At the beginning of Solea, Montale has been living in the void created by the departure of Lole, his soul mate and the only one of his childhood friends to survive into middle age. But he finds a glimmer of hope in Sonia, an attractive woman who shares his Italian roots. After meeting her, things “took a different turn…. Sonia’s thigh up against mine. Burning me. I remember wondering why things always happen so fast. Falling in love”. A jarring phone call doesn’t allow him to enjoy his newfound passion. “Your girlfriend, the shit-stirrer. Babette”, says a menacing voice. “Do you know where she is?” Babette, an investigative reporter, has been Montale’s co-conspirator and on-again-off-again lover for years. She has written an article that will reveal how the European Union’s open markets have paved the way for fraud and corruption. The Mafia bosses, politicians and industrialists she exposes have colluded to wage a “war against the legally constituted State”. (Babette’s findings are based on actual reports published by the UN Le Monde.) It turns out that the mysterious caller is a Mafia emissary, and he demands that Montale hunt down Babette. Sonia’s throat is slit to help him realize the seriousness of the matter at hand.
            As Montale attempts to save his journalist friend, he meditates on his failed career with the police. He was once a member of an experimental squad that attempted to combat crime by engaging in dialogue with the poor Arab communities of north Marseille, the area in which he was raised in a working-class Italian immigrant family. Such tangents do little in the way of plot or character development, but they allow Izzo to articulate his sensitive insights into European society.
 
            Whether you liked it or not, being a cop meant you had a history behind you. The roundup of Jews in the Vel’ d’Hiv. The Algerians thrown in the Seine in October ’61…. A whole lot of things that affected the way many cops dealt with the children of immigrants on a daily basis.
 
            For Izzo, the treatment of immigrants in present-day France is part of a larger historical pattern of racism and violence, one that includes the horrific injustices committed by the police during the Vichy regime and the Algerian War.
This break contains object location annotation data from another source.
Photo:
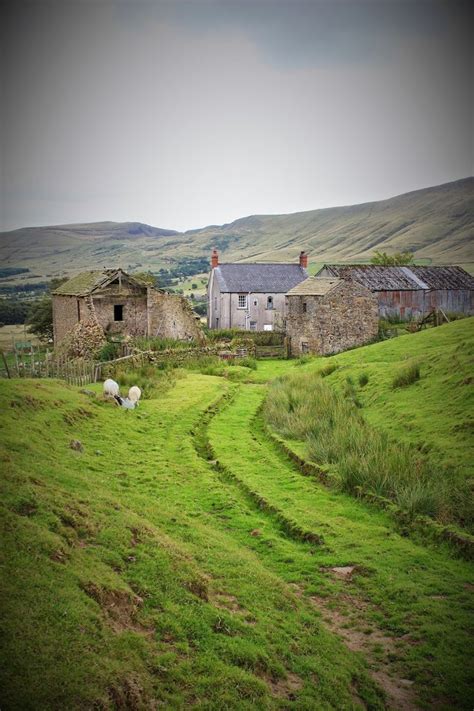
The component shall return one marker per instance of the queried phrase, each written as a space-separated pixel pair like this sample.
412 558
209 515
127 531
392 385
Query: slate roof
87 282
259 278
379 278
315 286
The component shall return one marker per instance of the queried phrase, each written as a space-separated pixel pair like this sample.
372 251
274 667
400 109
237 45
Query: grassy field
434 413
173 556
15 333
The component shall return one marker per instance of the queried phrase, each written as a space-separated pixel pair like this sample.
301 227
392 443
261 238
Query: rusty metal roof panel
379 278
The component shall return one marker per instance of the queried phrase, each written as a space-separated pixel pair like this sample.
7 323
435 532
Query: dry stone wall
345 317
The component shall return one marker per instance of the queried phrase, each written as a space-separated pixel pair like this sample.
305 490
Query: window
118 312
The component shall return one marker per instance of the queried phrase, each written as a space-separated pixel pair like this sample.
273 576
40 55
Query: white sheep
134 394
111 388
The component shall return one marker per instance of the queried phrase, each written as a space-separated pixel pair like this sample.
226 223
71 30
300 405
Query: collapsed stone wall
347 316
86 338
171 316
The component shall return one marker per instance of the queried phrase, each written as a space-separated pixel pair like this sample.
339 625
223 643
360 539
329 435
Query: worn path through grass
393 588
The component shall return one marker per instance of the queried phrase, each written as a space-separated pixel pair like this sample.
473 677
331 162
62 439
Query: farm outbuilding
410 291
115 302
328 315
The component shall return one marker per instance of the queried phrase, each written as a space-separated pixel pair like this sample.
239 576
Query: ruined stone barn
411 291
251 296
329 315
121 304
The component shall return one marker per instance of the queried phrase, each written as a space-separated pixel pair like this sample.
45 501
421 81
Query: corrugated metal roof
87 282
379 278
314 286
259 278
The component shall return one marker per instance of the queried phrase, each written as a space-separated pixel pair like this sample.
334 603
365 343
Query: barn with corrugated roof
410 291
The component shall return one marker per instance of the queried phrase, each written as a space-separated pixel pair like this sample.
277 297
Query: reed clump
304 407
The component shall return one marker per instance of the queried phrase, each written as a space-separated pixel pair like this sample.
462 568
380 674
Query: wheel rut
398 691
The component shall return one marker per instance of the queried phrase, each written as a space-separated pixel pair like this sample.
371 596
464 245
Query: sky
184 114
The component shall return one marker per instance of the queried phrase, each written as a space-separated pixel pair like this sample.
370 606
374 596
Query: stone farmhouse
120 304
251 296
328 315
411 291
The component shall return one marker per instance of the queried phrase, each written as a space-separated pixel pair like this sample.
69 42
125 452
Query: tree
40 318
392 260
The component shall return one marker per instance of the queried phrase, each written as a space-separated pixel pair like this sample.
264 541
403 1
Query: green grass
122 565
410 591
435 413
177 559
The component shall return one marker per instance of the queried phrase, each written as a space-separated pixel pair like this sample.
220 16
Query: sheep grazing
134 394
111 388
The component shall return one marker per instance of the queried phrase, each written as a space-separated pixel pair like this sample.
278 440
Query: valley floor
173 557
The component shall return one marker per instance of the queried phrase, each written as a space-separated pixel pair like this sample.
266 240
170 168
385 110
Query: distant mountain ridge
435 223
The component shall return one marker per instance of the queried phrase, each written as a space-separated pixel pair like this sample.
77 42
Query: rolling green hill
436 223
173 557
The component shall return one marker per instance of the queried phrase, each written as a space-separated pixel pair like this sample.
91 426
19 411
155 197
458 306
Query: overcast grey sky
183 114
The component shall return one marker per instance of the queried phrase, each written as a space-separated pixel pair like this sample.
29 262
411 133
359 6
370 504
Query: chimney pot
303 260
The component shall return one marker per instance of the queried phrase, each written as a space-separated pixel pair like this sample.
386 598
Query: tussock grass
406 375
303 407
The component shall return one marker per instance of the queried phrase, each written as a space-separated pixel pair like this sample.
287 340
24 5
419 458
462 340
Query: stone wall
345 317
171 316
66 311
134 312
144 312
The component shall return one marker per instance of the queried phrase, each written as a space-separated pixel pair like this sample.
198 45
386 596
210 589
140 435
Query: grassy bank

These radical digressions about race are less frequent here than in the first two volumes. Izzo seems reluctant to continue to address society’s problems in terms of color, perhaps fearing that to do so might reinforce the very socio-cultural barriers he seeks to break down. Solea engages with the relationship between crime and social inequality, but its core dilemmas are of a more existential nature.
            When Montale eventually finds Babette, she tries to remind him of the urgency of publishing her report. Washing Europe’s “dirty linen in public”, she says, is the only way to counter corruption and right-wing politics. But hit men have taken the life of yet another of Montale’s friends and threaten to kill his elderly neighbor Honorine, “the only thing left of my burnt out world”. The threat forces him to question the value of sacrificing his personal interests—the lives of his loved ones—for the sake of taking a political stance that might prove futile: “making a fuss in the media wouldn’t give this country back its morality. I didn’t believe journalist were really interested in truth. The TV news was just a distraction. All those images of genocide, first in Bosnia, then in Rwanda, now in Algeria, hadn’t brought millions of citizens out on the streets, in France or anywhere else”. But “how can we live happily”, Babette retorts, “If every time we go somewhere or buy something, we know we’re being fucked by the Mafia?”. This moral quandary, which is central to our age, plays out in an exciting chase that brings the series to a conclusion. Solea may not be the strongest novel in Jean-Claude Izzo’s trilogy, but it is still noir at its finest: compelling, sophisticated literature with a biting social edge.